Canadian and U.S. stock markets have roared out of the gate in 2019. There are signs that this momentum may be dying down in the month of March, but for the TSX it has been one of the best starts to a year in decades.
This has not been the story for the North American box office, however. As of late February, films released in 2019 had earned a paltry $616 million. This number was $1.17 billion counting holdovers from late 2018. This was the first year that the box office did not benefit from a Star Wars holdover. Some will remember that Solo: A Star Wars Story was instead released in the spring of 2018. It may not have mattered in the end, as Solo was a disappointing relative to Disney’s other Star Wars releases.
The slow start to the year presents an opportunity to gamble on one of the top dividend stocks on the TSX. Cineplex (TSX:CGX) has been a consistent disappointment since the mid-summer of 2017. The North American box office suffered one of its worst summer seasons in decades that year. Cineplex has had positive quarters since then, but shares have been unable to build serious momentum.
Shares of Cineplex had dropped 2.8% in 2019 as of close on March 7. The stock was down 23% year over year. Back in December 2018 I’d discussed whether Cineplex was a good bet to rebound this year. The stock has failed to generate positive returns in two of the best months we have seen for the TSX in year. Still, there is hope for investors willing to take on the risk.
The spring and summer slate are offering up several films that should comfortably break the $1 billion worldwide barrier. This includes Avengers: Endgame, the follow-up to Avengers: Infinity War, which raked in over $2 billion worldwide, which is set to come out in late April. The next Star Wars installment, Toy Story 4, and Frozen 2 are all sure bets to be box office hits. Once again Cineplex and the industry at large will be relying heavily on Disney properties.
Why I’m high in Cineplex in the spring and summer
A poor start to the year will likely reflect poorly on Q1 2019 results at Cineplex. The company reported that theatre attendance fell 1.6% in 2018 compared to the prior year. Rising prices at box office and concessions stands were enough to boost revenues and profit for the year.

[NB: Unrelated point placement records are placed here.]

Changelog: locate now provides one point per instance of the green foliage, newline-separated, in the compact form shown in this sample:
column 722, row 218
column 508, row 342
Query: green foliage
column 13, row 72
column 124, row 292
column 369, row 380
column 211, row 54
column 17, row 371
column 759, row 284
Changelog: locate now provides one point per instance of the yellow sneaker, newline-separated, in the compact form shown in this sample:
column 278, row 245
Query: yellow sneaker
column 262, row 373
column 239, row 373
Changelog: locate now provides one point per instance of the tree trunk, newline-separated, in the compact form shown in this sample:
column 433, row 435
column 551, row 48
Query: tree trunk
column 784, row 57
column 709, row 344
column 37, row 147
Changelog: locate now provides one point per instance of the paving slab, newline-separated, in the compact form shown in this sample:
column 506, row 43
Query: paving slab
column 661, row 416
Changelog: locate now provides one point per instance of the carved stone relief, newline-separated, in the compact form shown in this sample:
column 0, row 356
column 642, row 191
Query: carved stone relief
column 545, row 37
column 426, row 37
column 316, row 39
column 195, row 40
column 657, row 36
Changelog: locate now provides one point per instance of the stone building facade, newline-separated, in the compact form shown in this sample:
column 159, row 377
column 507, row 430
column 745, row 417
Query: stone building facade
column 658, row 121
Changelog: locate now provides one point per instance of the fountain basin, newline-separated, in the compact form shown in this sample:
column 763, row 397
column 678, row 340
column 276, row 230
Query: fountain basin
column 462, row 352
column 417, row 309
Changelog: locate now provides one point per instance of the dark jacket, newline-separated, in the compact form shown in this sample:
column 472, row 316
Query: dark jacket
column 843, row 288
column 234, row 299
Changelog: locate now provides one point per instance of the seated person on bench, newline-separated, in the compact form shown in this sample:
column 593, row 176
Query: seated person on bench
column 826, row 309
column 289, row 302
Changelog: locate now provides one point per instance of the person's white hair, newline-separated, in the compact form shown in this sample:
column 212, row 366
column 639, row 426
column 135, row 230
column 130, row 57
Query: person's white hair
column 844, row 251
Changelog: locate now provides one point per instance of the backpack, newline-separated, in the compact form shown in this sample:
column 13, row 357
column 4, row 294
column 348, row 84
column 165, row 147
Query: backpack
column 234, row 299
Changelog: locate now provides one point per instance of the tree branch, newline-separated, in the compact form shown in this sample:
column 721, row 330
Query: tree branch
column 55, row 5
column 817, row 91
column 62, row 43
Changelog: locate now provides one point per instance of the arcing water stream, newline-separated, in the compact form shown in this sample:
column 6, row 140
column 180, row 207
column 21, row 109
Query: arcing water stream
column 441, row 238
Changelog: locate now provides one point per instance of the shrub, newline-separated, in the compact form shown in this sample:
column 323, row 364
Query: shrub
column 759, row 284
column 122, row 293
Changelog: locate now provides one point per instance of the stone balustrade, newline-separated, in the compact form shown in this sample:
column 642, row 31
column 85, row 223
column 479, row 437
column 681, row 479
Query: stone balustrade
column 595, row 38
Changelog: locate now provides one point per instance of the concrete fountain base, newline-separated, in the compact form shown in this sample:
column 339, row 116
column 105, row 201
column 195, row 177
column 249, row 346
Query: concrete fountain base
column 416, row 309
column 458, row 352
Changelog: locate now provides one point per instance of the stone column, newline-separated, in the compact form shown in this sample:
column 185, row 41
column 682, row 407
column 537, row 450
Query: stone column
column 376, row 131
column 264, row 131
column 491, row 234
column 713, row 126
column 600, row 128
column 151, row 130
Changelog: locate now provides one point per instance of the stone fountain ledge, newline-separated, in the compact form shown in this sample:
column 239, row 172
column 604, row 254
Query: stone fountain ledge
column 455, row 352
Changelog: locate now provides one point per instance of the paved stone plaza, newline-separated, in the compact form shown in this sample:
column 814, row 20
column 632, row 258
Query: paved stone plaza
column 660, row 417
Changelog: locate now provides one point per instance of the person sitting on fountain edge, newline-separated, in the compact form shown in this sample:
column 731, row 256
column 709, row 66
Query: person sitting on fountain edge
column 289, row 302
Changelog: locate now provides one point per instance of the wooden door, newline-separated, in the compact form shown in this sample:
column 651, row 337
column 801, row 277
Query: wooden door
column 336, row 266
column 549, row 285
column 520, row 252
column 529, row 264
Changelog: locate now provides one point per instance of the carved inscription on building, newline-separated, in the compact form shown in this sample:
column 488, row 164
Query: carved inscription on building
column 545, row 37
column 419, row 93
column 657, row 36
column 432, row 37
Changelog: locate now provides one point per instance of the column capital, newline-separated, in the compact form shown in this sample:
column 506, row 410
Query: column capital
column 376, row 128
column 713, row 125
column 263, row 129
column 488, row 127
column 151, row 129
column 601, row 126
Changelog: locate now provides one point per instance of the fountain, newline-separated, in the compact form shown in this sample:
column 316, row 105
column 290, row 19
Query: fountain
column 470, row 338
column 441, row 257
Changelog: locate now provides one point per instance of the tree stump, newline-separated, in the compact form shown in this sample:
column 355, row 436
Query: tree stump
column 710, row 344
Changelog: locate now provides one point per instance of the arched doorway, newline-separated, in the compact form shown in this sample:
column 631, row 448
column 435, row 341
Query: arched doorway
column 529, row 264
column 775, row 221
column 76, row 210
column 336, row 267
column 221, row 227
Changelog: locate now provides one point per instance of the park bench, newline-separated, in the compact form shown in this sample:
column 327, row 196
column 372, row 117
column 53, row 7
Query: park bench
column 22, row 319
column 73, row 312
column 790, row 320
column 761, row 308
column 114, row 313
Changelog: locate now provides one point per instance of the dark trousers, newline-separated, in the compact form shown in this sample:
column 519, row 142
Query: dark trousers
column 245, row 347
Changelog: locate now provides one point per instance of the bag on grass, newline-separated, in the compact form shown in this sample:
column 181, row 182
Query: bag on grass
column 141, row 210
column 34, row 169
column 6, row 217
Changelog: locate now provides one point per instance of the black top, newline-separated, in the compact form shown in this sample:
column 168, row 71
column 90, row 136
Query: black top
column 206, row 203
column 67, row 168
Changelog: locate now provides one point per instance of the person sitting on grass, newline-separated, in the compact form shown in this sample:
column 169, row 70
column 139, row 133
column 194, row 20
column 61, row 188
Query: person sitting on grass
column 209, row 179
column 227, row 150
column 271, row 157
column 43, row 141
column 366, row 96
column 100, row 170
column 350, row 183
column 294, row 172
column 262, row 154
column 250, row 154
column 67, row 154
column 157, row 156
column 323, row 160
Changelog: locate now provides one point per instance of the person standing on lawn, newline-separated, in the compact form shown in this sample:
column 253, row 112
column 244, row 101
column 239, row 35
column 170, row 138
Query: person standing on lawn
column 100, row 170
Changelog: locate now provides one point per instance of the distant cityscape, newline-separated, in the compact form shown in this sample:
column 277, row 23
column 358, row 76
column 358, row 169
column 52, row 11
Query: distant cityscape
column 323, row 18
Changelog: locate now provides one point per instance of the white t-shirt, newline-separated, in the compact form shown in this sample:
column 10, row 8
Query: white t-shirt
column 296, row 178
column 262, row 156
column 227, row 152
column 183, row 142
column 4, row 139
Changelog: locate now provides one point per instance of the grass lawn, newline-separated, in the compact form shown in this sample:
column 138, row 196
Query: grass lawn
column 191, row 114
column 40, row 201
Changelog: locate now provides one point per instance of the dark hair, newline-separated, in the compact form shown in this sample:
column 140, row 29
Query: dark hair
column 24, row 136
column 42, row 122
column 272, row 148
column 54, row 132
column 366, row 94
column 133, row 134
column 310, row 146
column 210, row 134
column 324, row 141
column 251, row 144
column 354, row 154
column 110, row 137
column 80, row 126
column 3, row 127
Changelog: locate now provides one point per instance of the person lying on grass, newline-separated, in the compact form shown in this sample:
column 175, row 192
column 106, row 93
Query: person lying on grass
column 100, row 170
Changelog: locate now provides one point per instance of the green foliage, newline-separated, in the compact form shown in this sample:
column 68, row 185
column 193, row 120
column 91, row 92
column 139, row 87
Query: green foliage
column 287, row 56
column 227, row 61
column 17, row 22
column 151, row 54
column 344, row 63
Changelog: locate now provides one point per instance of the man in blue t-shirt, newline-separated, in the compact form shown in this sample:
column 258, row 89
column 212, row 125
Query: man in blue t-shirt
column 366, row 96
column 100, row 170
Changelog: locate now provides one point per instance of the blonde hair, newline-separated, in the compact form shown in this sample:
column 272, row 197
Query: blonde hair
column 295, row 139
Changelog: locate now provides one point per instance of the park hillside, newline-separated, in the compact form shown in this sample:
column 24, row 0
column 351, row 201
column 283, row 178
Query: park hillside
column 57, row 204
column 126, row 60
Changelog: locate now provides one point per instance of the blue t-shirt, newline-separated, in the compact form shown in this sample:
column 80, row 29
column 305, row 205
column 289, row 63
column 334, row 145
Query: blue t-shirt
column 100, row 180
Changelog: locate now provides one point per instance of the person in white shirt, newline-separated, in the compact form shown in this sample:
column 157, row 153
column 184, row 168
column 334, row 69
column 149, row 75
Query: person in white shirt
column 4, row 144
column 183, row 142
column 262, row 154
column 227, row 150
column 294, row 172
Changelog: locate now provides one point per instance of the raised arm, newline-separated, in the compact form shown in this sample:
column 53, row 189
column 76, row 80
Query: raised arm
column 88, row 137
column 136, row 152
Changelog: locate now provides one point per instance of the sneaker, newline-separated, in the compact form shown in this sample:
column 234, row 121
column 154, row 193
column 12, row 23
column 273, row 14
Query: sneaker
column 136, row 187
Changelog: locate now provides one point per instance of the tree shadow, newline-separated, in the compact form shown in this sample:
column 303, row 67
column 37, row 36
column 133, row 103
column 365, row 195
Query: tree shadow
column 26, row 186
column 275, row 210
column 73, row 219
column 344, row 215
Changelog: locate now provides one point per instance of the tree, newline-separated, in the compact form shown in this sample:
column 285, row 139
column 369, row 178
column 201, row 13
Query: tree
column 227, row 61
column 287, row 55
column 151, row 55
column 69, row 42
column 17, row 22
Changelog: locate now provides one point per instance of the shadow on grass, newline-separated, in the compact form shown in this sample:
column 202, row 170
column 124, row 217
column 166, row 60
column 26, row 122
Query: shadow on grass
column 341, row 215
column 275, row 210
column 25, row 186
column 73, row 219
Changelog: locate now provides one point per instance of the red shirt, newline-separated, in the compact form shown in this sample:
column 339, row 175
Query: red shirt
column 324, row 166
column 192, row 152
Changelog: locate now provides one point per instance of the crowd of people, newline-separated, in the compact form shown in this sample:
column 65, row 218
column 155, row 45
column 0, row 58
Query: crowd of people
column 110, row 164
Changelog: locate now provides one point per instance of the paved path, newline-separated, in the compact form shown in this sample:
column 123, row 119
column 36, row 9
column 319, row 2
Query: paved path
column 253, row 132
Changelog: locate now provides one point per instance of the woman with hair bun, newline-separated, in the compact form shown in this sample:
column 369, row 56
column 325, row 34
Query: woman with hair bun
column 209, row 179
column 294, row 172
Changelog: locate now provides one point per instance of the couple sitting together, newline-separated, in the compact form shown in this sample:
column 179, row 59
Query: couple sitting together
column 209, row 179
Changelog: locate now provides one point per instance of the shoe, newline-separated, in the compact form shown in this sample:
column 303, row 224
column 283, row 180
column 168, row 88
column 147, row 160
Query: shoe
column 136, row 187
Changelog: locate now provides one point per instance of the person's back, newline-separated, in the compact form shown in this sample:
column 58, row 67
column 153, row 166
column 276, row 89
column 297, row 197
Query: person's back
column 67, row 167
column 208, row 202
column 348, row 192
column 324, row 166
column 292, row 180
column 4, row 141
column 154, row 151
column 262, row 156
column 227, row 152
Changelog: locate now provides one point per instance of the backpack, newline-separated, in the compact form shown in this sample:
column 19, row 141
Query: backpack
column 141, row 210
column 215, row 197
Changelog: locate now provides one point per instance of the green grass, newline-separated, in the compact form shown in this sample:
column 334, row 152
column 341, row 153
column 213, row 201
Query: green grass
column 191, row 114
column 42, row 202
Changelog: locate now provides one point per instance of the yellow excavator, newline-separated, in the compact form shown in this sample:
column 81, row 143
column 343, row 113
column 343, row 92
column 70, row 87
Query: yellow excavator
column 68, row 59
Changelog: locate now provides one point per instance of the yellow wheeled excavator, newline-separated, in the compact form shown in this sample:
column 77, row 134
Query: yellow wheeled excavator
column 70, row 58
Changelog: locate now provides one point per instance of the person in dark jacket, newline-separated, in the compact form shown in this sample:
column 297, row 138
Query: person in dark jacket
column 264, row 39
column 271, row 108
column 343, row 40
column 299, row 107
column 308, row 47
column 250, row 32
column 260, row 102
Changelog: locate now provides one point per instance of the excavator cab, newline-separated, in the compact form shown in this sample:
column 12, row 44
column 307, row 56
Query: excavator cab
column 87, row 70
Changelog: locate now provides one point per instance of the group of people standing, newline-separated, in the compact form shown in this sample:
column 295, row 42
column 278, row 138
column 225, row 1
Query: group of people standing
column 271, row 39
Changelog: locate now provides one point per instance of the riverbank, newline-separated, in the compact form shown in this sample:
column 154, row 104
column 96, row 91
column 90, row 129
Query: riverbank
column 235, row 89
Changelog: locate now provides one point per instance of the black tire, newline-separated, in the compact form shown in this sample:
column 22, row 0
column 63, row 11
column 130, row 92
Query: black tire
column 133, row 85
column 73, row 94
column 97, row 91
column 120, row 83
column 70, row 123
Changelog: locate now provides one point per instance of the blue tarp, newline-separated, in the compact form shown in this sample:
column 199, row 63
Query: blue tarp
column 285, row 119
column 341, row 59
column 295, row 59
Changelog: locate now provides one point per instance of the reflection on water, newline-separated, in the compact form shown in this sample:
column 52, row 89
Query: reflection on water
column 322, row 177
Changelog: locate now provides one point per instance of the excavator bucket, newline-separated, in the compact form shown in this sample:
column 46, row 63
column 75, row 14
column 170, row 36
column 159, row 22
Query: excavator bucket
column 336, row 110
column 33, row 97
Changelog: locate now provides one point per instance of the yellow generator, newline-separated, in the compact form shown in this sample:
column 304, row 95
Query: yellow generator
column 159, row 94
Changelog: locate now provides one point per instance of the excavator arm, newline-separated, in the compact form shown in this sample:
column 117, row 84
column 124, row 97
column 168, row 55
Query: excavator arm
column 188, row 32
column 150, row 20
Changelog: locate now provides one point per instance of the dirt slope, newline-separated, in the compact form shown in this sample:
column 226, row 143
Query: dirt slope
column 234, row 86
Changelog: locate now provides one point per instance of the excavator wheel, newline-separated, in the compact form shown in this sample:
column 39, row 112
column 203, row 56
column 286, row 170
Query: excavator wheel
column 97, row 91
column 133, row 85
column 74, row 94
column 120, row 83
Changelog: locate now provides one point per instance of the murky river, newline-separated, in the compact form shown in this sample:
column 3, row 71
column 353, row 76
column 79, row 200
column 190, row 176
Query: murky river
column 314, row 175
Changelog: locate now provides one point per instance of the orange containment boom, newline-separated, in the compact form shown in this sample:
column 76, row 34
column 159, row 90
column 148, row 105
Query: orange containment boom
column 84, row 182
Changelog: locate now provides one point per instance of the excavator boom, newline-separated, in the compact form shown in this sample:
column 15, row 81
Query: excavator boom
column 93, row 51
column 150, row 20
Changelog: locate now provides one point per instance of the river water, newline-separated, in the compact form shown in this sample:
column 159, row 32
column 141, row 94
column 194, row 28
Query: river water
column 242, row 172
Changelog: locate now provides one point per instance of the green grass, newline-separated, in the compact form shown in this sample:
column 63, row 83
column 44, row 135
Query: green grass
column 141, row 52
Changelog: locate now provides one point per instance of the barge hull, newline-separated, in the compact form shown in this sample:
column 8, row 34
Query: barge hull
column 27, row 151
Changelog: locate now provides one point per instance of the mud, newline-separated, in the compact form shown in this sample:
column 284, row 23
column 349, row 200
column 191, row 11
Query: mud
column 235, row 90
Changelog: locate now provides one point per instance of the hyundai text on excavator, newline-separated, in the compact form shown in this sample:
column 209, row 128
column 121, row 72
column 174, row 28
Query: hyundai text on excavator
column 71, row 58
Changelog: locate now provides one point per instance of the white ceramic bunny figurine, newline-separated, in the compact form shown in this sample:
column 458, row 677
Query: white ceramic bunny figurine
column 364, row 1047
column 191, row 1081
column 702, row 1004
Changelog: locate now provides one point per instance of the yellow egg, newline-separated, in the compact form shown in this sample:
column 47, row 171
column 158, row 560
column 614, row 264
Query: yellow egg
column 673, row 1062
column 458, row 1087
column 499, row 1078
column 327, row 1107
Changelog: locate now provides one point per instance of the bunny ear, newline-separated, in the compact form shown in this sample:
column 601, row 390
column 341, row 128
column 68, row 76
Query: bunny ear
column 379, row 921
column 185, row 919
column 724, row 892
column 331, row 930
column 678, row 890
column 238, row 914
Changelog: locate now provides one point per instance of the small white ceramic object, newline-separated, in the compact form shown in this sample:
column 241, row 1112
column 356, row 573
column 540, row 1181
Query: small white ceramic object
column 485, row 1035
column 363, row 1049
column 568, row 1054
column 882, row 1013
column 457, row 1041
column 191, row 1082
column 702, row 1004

Cineplex boosted its monthly dividend to $0.145 per share in 2018, representing an attractive 7% yield. After a poor February, Cineplex stock has looked more appealing. It boasted an RSI of 35 as of close on March 7, putting it just outside of oversold territory.
Cineplex has been a frustrating stock to hold, especially after it seemed to get back on track before a sharp drop in late 2018. The stock is trading at the low-end of its 52-week range, and there is a good chance we will see promising numbers for the box office in the final three quarters of 2019. I like Cineplex stock at its current price.